The owner of a shop in Zurich where US talk show host Oprah Winfrey says she encountered racism has called the incident a "misunderstanding".
Winfrey, one of the world's richest women, claimed an assistant refused to serve her in an upmarket handbag shop.
She was apparently told one of the bags on display was "too expensive" for her.
Shop owner Trudie Gotz told the BBC that Winfrey was "absolutely allowed" to look at the $35,000 (£22,500) bag, which was kept behind a screen.
"My salesperson wanted to give her the handbag in her hand. But she didn't want to take the bag," claimed Gotz.
She said her assistant had worked in the Trois Pommes store "for a few years and takes care of the most spoilt customers from all over the world", adding, "she is really a correct sales person".
Winfrey, who stars in Lee Daniels' new film The Butler, visited Zurich last month to attend singer Tina Turner's wedding. Her programme The Oprah Winfrey Show is not shown in Switzerland.
Speaking to US TV show Entertainment Tonight, she said: "I go into a store and I say to the woman, 'Excuse me, may I see the bag right above your head?' and she says to me, 'No. It's too expensive.'"
When Winfrey insisted, the shop assistant allegedly replied: "No, no you don't want to see that one, you want to see this one because that one will cost too much. You will not be able to afford that."
The star said she left the shop calmly without arguing, but that the experience was proof that racism continues to be a problem.
"There's two different ways to handle it," she said.
"I could've had the whole blow-up thing... but it still exists, of course it does."
'Public relations disaster'
Ms Gotz did not call into question Winfrey's perception of the events.
"I didn't take care of [Winfrey]. I'm sure she felt like this - but my salesgirl promised me she took care of [her] really the best she could. So it must have been a misunderstanding," she said.
Ms Gotz said her assistant spoke both Italian and English, "but her English isn't as good".
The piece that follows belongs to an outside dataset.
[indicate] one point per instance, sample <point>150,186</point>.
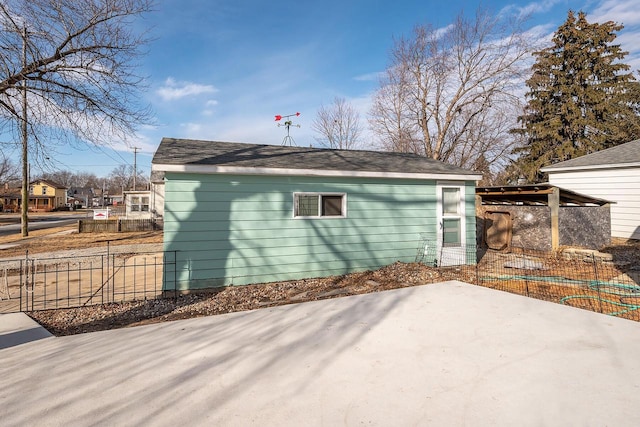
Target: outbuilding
<point>244,213</point>
<point>540,217</point>
<point>612,174</point>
"She tried to show Mrs Oprah the same style in other qualities, because maybe she didn't understand what she wanted."
Winfrey's claims come amid a political row over plans by some Swiss towns to ban asylum-seekers from some public places.
The BBC's Imogen Foulkes in Berne says human rights groups have likened the plans - which include banning asylum-seekers from swimming pools, playing fields and libraries - to apartheid.
Officials say the curbs, which will also see asylum-seekers housed in special centres, are aimed at preventing tensions with residents.
About 48,000 people are currently seeking asylum in Switzerland. It has twice as many asylum seekers as the European average.
Winfrey's interview is a public relations disaster for Switzerland, our correspondent says.